Estima-se que em dado momento o Império Romano teve uma população de 56,8 milhões de pessoas e estima-se que um milhão ou mais só em Roma (uma população que não teve igual tamanho na Europa até Londres no século XIX).[4] e por outras estimativas até 70 milhões.

A madeira era um combustível essencial em indústrias como a mineração, a fundição e a fabricação de cerâmica.[3]

Máquina de colheita romana de Trier, Alemanha.

A agricultura era a base económica do Império Romano.
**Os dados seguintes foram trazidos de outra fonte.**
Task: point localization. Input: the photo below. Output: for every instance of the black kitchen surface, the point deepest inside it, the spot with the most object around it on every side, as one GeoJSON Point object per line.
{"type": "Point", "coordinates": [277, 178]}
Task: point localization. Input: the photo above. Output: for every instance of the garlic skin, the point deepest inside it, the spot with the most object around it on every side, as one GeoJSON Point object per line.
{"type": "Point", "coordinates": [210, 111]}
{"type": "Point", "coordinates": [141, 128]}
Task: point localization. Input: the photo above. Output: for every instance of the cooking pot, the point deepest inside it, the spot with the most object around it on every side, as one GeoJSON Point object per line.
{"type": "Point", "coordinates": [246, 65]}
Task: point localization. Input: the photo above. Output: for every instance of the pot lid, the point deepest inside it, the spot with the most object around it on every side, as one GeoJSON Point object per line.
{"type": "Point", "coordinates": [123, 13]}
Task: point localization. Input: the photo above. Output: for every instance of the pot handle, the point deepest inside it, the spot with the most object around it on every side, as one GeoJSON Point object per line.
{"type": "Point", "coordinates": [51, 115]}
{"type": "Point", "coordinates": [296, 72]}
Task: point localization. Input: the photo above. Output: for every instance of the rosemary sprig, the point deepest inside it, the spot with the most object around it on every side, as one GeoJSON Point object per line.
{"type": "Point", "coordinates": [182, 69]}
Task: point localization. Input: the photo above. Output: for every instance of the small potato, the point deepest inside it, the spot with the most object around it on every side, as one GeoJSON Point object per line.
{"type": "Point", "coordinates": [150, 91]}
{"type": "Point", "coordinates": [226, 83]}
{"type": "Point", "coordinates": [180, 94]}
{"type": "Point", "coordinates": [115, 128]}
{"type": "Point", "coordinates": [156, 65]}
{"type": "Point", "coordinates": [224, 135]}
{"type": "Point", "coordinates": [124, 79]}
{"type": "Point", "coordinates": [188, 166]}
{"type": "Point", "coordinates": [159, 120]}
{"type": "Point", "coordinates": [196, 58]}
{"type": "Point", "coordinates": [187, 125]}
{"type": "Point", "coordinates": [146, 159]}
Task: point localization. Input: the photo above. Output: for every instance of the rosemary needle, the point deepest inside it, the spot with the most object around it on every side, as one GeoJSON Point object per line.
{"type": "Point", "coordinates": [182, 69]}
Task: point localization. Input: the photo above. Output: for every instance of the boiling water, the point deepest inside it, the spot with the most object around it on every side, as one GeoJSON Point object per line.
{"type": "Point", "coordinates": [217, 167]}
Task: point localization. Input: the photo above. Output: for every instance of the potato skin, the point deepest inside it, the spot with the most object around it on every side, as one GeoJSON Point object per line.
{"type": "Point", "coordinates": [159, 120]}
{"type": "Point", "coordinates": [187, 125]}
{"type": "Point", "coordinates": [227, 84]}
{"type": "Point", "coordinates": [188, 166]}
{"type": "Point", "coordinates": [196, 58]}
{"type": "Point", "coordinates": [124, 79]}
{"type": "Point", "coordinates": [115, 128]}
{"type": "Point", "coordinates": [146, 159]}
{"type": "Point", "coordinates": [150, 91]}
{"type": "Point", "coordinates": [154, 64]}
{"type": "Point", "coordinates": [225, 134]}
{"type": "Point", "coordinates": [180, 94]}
Com uma população cada vez maior, a limpeza de terras para plantações foi a principal causa da desflorestação inicial. As mãos humanas deram lugar aos arados de ferro e às máquinas de colheita, e ao uso de animais para limpar florestas densas e utilizar a rica camada superficial do solo.[5]

A agricultura produzia mercadorias que contribuíam para a prosperidade económica dos romanos, que dependiam das colheitas produzidas pelos escravos/proprietários de terras. Como resultado, em 111 a.C. a lei romana permitia que qualquer pessoa que ocupasse terras públicas de até 20 acre(s)s (81 000 m2) para mantê-la, desde que fosse cultivada.[6] Este tipo de política criou um amplo desflorestamento e refletiu a importância da agricultura, não apenas para os ricos, mas também para os cidadãos, os militares e os comerciantes envolvidos no comércio com outras regiões.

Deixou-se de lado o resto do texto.